O coordenador jurídico da campanha de França, Anderson Pomini, reconhece que há uma "restrição jurídica a ser superada".

"Existem alguns entendimentos no sentido de que filiados a uma determinada legenda não poderão utilizar o tempo disponível para outra legenda. Então há uma restrição jurídica nesse sentido que precisaria ser superada. Mas a proposta está de pé desde que a gente encontre a segurança jurídica para que isso seja feito", afirmou ao Estadão.

"O Márcio é um democrata e quer estimular a participação de outros candidatos. A ideia é em especial estimular o debate, até para que sirva de exemplo para esses canais que não querem realizar debates", acrescentou.

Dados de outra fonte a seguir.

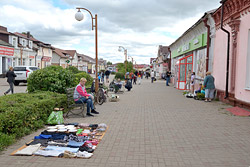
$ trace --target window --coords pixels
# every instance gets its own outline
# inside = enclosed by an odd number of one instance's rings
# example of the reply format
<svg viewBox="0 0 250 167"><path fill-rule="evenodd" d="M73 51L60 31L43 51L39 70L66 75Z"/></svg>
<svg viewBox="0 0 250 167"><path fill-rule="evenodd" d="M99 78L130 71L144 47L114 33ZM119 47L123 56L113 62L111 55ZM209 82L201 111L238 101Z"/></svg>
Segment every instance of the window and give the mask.
<svg viewBox="0 0 250 167"><path fill-rule="evenodd" d="M246 89L250 90L250 30L248 30L246 70Z"/></svg>
<svg viewBox="0 0 250 167"><path fill-rule="evenodd" d="M13 67L15 67L16 66L16 59L15 58L13 58L13 65L12 65Z"/></svg>
<svg viewBox="0 0 250 167"><path fill-rule="evenodd" d="M25 66L25 59L23 59L23 66Z"/></svg>
<svg viewBox="0 0 250 167"><path fill-rule="evenodd" d="M16 48L17 47L17 40L16 38L12 38L12 45Z"/></svg>

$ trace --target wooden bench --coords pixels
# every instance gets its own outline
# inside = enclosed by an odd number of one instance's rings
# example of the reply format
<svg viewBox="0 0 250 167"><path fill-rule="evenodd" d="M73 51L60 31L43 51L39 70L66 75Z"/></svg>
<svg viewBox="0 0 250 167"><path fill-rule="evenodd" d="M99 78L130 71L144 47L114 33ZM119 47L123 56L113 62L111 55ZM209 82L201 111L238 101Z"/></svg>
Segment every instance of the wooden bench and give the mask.
<svg viewBox="0 0 250 167"><path fill-rule="evenodd" d="M86 113L87 113L87 105L85 105L85 103L82 104L76 104L74 101L74 91L75 88L68 88L66 89L66 95L67 95L67 105L68 105L68 111L66 113L65 117L68 117L69 113L71 113L72 115L78 115L78 116L82 116L85 117ZM80 108L80 112L76 111L76 107ZM85 109L86 108L86 109Z"/></svg>

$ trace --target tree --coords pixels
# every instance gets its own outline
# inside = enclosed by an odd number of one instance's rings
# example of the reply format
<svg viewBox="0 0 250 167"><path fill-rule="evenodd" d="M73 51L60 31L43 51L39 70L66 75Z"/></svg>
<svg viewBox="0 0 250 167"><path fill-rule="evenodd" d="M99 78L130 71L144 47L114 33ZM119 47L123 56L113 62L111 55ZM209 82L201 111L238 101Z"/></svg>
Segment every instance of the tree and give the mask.
<svg viewBox="0 0 250 167"><path fill-rule="evenodd" d="M112 62L108 61L108 62L107 62L107 65L112 65Z"/></svg>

Perguntado se a campanha de França ingressará com uma ação pedindo o direito de "doar" o tempo de TV, o advogado respondeu que primeiro vão esperar serem procurados pelas campanhas dos candidatos sem direito a horário eleitoral para construírem juntos uma "saída jurídica".

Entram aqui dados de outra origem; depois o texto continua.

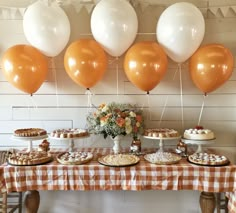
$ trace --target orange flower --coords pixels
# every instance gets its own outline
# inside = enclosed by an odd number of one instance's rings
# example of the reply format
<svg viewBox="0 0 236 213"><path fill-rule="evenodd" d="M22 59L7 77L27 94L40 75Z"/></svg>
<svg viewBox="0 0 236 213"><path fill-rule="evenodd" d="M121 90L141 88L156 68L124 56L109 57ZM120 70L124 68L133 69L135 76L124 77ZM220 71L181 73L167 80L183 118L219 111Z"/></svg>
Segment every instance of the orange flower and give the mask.
<svg viewBox="0 0 236 213"><path fill-rule="evenodd" d="M116 124L119 126L119 127L123 127L125 125L125 119L123 118L117 118L116 119Z"/></svg>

Procurado para se manifestar por meio de sua assessoria de imprensa, o Tribunal Superior Eleitoral (TSE) afirmou que está impossibilitado de se manifestar sobre o caso já que existe a possibilidade do assunto ser judicializado e precisar de deliberação da corte. Nesse caso, a instituição só poderá comentar o tema nos autos de uma eventual ação.

Márcio França terá direito a 1 minuto e 36 segundos dos blocos do horário político, além de 13 inserções diárias de 30 segundos no decorrer da programação da TV aberta. Ele está atrás apenas do atual prefeito, Bruno Covas (PSDB), candidato à reeleição, que terá  3 minutos e 29 segundos do bloco, além de 29 inserções diárias.

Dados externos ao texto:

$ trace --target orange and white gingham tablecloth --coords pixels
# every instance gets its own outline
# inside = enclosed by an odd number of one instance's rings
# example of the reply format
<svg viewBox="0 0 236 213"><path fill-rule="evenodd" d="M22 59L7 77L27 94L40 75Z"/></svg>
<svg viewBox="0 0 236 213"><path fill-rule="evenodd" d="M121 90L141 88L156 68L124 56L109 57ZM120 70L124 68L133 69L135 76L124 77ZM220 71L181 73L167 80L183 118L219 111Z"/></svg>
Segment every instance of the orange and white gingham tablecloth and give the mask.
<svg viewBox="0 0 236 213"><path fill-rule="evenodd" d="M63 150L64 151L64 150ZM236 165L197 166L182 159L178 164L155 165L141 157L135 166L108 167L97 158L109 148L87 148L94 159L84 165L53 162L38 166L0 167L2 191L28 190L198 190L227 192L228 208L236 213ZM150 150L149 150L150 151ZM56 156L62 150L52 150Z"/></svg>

Como é a divisão do horário político eleitoral?

A propaganda eleitoral gratuita será transmitida de 9 de outubro até 12 de novembro, de segundas a sábados. No rádio, a propaganda irá ao ar das 7h às 7h10 e das 12h às 12h10. Já na televisão a transmissão ocorrerá das 13h às 13h10 e das 20h30 às 20h40. No primeiro turno, emissoras ainda têm que reservar 70 minutos diários para a veiculação de inserções de 30 segundos, sendo 60% para as disputas majoritárias e 40% para as  proporcionais, ou seja, de vereadores.

Dos 14 candidatos à prefeitura da capital paulista, quatro (da Rede, do PSTU, do PRTB e do PCO), não terão propaganda no rádio e na televisão, pois seus partidos não obtiveram votação suficiente nas eleições para a Câmara em 2018  –  essa cláusula de barreira foi introduzida em 2017, por emenda constitucional.

Apesar de a coligação de Bruno Covas ter onze partidos, apenas os seis maiores contaram na divisão do tempo, conforme o que estabelece a legislação eleitoral. A aliança com os pequenos partidos ainda assim é vantajosa para o tucano, pois seus adversários teriam uma fatia maior da propaganda caso fossem apoiados por essas legendas.

A maior parte do tempo de TV (90%) é dividida com base na proporção de votos que cada partido ou coligação teve na eleição para a Câmara dos Deputados. Outros 10% são repartidos igualitariamente entre os candidatos com acesso ao horário eleitoral.

O que pode ser transmitido no horário político?

As regras sobre como devem ser as peças do horário eleitoral gratuito limitam a participação de apoiadores a 25% da duração do programa, desde que ele esteja companhia do candidato. Nos outros 75%, deverão aparecer os próprios candidatos, além de vídeos, vinhetas, jingles, gráficos, fotografias e afins. A lei proíbe montagens, trucagens, computação gráfica, desenhos animados e efeitos especiais. A Justiça Eleitoral têm aceitado casos de computação gráfica mínima, como para inserir as legendas.

Cenas externas são permitidas, desde que o candidato à Prefeitura esteja sempre no local exibido. A minirreforma eleitoral de 2015 chegou a regular o que deve ser dito nas externas: o candidato deve indicar realizações de governo e da administração pública, apontar falhas em obras e serviços públicos ou falar de debates entre parlamentares.

Todas as propagandas devem indicar o partido ou coligação do anúncio e devem deixar claro que se trata de propaganda eleitoral. Sempre que o nome do titular da chapa for apresentado, ele deve vir acompanhado do nome do vice. Além disso, os programas de propaganda eleitoral na TV deverão ter transmissão inclusiva, com audiodescrição, legenda oculta e janela de Libras.